As previously stated, understanding the gut IgT inductive and effector sites, as well as the role of gut IgT⁺ B cells upon vaccination will be vital for the design of vaccines that improve mucosal stimulation and protection. Vaccination is the best alternative to other therapeutic treatments, such as chemicals or antibiotics, which worsen the quality and safety of fish products for human consumption, and have also a detrimental effect on the environment. How the vaccine is administered (i.e., vaccination route) is an important factor to consider for assuring protection and feasibility of the vaccination process. Although intraperitoneal injection is themost effective vaccination route in providing protection, bath and oral immunization routes would seem as better options, since both vaccination strategies require less handling (implying less stress) and induce very few side effects to the vaccinated fish. Recently, a novel mucosal route of vaccination has been described successfully in rainbow trout, the nasal vaccination (LaPatra et al., 2015; Larragoite et al., 2016; Salinas et al., 2015). However, our knowledge regarding B cell mucosal immunity in response to vaccination is still very rudimentary, and thus, significantly more work is required in this area if we want to develop better oral, bath and nasal vaccine strategies that provide better degrees of protection and memory responses. It is important to mention that similar problems and challenges here described regarding mucosal vaccination in teleost, are also found in humans. This is the reason why very few licensed mucosal vaccines exist for mammalian species (Woodrow et al., 2012). Accordingly, many questions regarding B cell responses after mucosal vaccination in mammas remain to be resolved (Chen and Cerutti, 2010).
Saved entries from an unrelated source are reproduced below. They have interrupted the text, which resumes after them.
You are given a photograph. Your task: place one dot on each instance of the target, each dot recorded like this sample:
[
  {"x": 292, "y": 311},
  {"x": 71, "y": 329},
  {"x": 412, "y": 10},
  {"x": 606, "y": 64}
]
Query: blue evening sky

Another very important field of study is emerging with the realization of the importance of the microbial communities residing in the intestine. However, despite recent progress in this field, the influence of microbiota composition on mucosal B cell responses in teleosts remains largely unexplored. In addition, since organized lymphoid structures and class switch are not present in teleosts, it remains to be determined whether the microbiota has the same influence in shaping the repertoire of the fish. In spite of the generation of gnotobiotic zebrafish several years ago (Kanther and Rawls, 2011), these questions have not yet been addressed. While gnotobiotic zebrafish are likely to address some of these questions, the generation of germ-free fish in species of special interest for aquaculture will also provide important data regarding the interaction of microbiota with the GALT and resident B cells and, in consequence, will improve our potential to obtain better therapeutic tools.

While important structural differences exist in mucosal tissues between fish and mammals, some fundamental aspects of B cell responses against pathogens at mucosal sites seem to be conserved: (1) all vertebrates have compartmentalized responses with a dedicated immunoglobulin for mucosal responses (IgT, IgX or IgA), (2) after mucosal pathogen infection, an accumulation of B cells occurs in the MALT simultaneously with an increase of pathogen-specific immunoglobulin in mucosal secretions, (3) mucosal immunization produces mucosal and systemic antibody responses. Thus, taken together, the growing body of research suggests that the main mechanisms controlling immune responses at mucosal surfaces have been conserved throughout evolution. Further analysis of such mechanisms in teleost fish will probably identify facets shared by all vertebrates and will also allow for the improvement of vaccination strategies urgently required by the aquaculture industry.